Mr Cagan's study considers only the effect of higher payments (ignoring defaults from job loss, divorce, and so on). But it is a guide to how much default rates may worsen even if the economy stays strong and house prices stabilise. According to RealtyTrac, some 1.3m homes were in default on their mortgages in 2006, up 42% from the year before. This study suggests that figure could rise much further. And if house prices fall, the picture darkens. Mr Cagan's work suggests that every percentage point drop in house prices would bring 70,000 extra repossessions.

The direct damage to Wall Street is likely to be modest. A repossessed property will eventually be sold, albeit at a discount. As a result, Mr Cagan's estimate of $326 billion of repossessed mortgages translates into roughly $112 billion of losses, spread over several years. Even a loss several times larger than that would barely ruffle America's vast financial markets: about $600 billion was wiped out on the stockmarkets as share prices fell on February 27th.

In theory, the chopping up and selling on of risk should spread the pain. The losses ought to be manageable even for banks such as HSBC and Wells Fargo, the two biggest subprime mortgage lenders, and Bear Stearns, Wall Street's largest underwriter of mortgage-backed securities. Subprime mortgages make up only a small part of their business. Indeed, banks so far smell an opportunity to buy the assets of imploding subprime lenders on the cheap.

Discredited
Although subprime is a small direct threat to Wall Street it could still inflict pain on bankers—and the broader economy—in other ways. Investors are shunning subprime and all mortgages that seem risky. Spreads have dramatically widened on the securities backed by riskier mortgages and the pooled and debt-laden collateralised-debt obligations (CDOs) based on them. The issuance of subprime-related CDOs has plunged. That is a worry, because investors' appetite for these securities fuelled the boom in riskier mortgages.

Lenders' reluctance and tightening loan standards may combine to form a classic credit crunch. Several lenders, including Countrywide, America's largest mortgage lender, have stopped making no-money-down mortgage loans. HSBC has cut back on second-lien loans. Freddie Mac recently announced it would no longer buy some subprime loans. No one is sure how dramatic, or lasting, the pull-back will be, but Credit Suisse thinks the number of originations in subprime markets could fall by some 50% in the next couple of years and Alt-A loans may fall by a quarter. Even if the shift is confined to America's riskiest mortgages (and there is little evidence yet of tighter lending standards spreading), its effects may climb up the housing ladder.

Just when some would-be buyers find it harder to borrow, rising numbers of repossessions will increase the supply of homes for sale. The backlog of unsold homes is already high, at over 3.5m existing homes, or more than six months' sales. Counting the properties that have already been repossessed—and hence are all but certain to be for sale—that figure rises by about a fifth. Add the likelihood of some 1m more repossessions as adjustable-rate mortgages are reset, and you have the makings of a housing glut.
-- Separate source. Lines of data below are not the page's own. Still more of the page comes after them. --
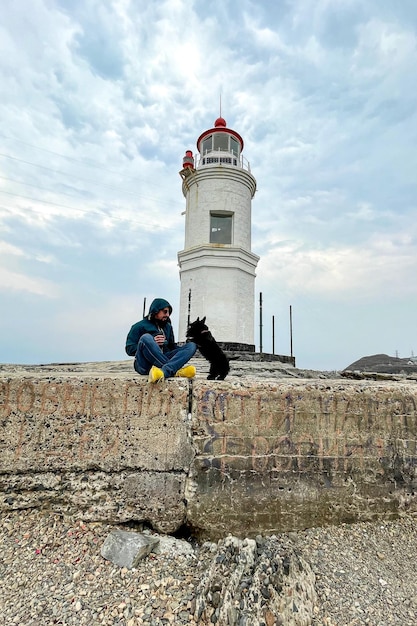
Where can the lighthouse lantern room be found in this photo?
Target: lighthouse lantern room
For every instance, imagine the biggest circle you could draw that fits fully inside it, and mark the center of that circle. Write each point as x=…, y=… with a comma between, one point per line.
x=217, y=267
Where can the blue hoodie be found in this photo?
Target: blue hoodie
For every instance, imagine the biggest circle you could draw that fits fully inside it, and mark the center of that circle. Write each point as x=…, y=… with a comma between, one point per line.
x=149, y=325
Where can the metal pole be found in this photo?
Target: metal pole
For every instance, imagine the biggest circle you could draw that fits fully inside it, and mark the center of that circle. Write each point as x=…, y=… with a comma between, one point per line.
x=260, y=322
x=189, y=308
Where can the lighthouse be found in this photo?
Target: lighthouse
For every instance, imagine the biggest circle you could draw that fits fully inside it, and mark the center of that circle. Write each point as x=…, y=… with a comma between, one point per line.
x=217, y=266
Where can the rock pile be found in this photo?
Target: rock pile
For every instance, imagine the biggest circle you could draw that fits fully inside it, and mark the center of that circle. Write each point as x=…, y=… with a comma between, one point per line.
x=262, y=582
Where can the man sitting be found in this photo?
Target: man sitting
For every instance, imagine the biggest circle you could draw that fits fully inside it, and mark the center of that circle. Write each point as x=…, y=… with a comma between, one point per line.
x=151, y=341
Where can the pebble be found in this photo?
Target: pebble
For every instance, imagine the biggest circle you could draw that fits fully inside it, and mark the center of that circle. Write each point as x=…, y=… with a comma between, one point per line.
x=52, y=572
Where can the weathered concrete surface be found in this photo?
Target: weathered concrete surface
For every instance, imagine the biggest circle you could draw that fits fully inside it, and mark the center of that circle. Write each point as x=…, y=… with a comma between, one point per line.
x=245, y=456
x=278, y=455
x=96, y=447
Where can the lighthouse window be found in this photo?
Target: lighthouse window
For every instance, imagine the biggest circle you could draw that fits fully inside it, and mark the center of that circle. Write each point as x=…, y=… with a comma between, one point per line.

Falling demand and soaring supply bodes ill for construction and house prices, the main ways housing affects the broader economy. Builders have already cut back. The pace of housing starts is down 33% from its peak in January 2006. Plunging residential investment is the main reason America's GDP growth has slowed to 2.2%. But, as Nouriel Roubini and Christian Menegatti point out in a recent report, that retrenchment is modest by historical standards. In the seven construction busts since 1960, housing starts fell, on average, by 51% from their peak. The mortgage crunch makes matters worse. To work off inventories, builders will have to cut back more, dragging output growth down for longer. Job losses in construction and related industries, which have so far been mild, are likely to rise sharply.

A glut of unsold homes will also push down prices, particularly in areas such as California and Florida, which had a disproportionate share of riskier loans. House prices have already been falling in parts of both states, as they have in Midwestern states, such as Michigan, where manufacturing industry has shed jobs in recent years. Will those declines accelerate and spread?
By many measures, America's house prices are still too high. David Rosenberg of Merrill Lynch points out that the ratio of income to housing costs is still some 10% worse than its historical norm and 20% worse than levels at the end of the last housing downturn in the early 1990s. Take out a chunk of potential borrowers; add in some repossessed homes and house prices could be hit hard. If falling prices raise the rate of default, that could in turn worsen the credit crunch, putting yet more pressure on prices. Wall Street's gloomiest seers think average house prices could fall by 10% this year. If so, the economy could well enter a recession.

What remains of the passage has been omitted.